Indeed, if scholarly journals in the humanities have now (at least almost) completed the transition to digital technology (especially in terms of production and circulation), it is clear that they are still far from fully exploiting all the potential of the web. By collaborating with the principal actors of the scientific community (publishers, diffusers, aggregators), this development project aims to better respond to the emerging needs of researchers by rethinking the role of scholars in the digital age. Our goal is twofold. We aim to:
1) Produce an epistemological model for journals in the digital age.
Our research will look at the historical mission of scholarly journals, determine how we can respond to this (or these) objective(s), and assess how they have been or are being redefined in the digital age. The challenge relating to the notion of digital transition is not just a technical question: the generalization of free access, for example, is typically the sign of a reassessment of the role and mission of the publisher. By investing, little by little, in the web, the magazine changes the very meaning of the term “publication,” returning to its original meaning: public. How to integrate a journal, a file or even a single article into a digital ecosystem in constant evolution? What should be the editorial tasks today, no longer just considered prior to publication, but once the journal has been published online, in order to join the scholarly communities of the web?
2) Propose a new editorial model for scholarly journals in the humanities.
We will look at producing specifications for the various actors of scholarly publishing (publishers, broadcasters, aggregators). Our partners on this project—especially broadcasters and the Aggregator—have made significant efforts to ensure the integration, sustainability and visibility of journals on the web. This project will have to give them additional resources for the creation of tools and protocols better suited to the needs of researchers and publishers.
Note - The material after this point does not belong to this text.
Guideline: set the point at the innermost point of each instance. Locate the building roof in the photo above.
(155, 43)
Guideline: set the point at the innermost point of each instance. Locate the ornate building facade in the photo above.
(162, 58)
Our project is the first to unite a number of French-language digital broadcasters, including the two largest Érudit and OpenEdition, as well as the only aggregator of content in the human sciences, Huma-Num, with a group of scholarly journals ready to engage in experiments to improve their digital transition: French Studies, Intermedialities , Book Memories, Itineraries, Cybergéo, International Review of photolitterature.
This partnership is supported by a team of researchers who, with complementary skills, are at the cutting edge of scholarly digital publishing (including five Canada Research Chairs specializing in digital humanities).
The project will mobilize skills that are both practical (especially in digital publishing) and theoretical (general epistemologies of the digital humanities, but also notions on the production, validation and dissemination of content). It is essential that our thinking converges with the practices of the publishing industry. This rapprochement will help to anchor theoretical reflection within the complex reality of editorial activities.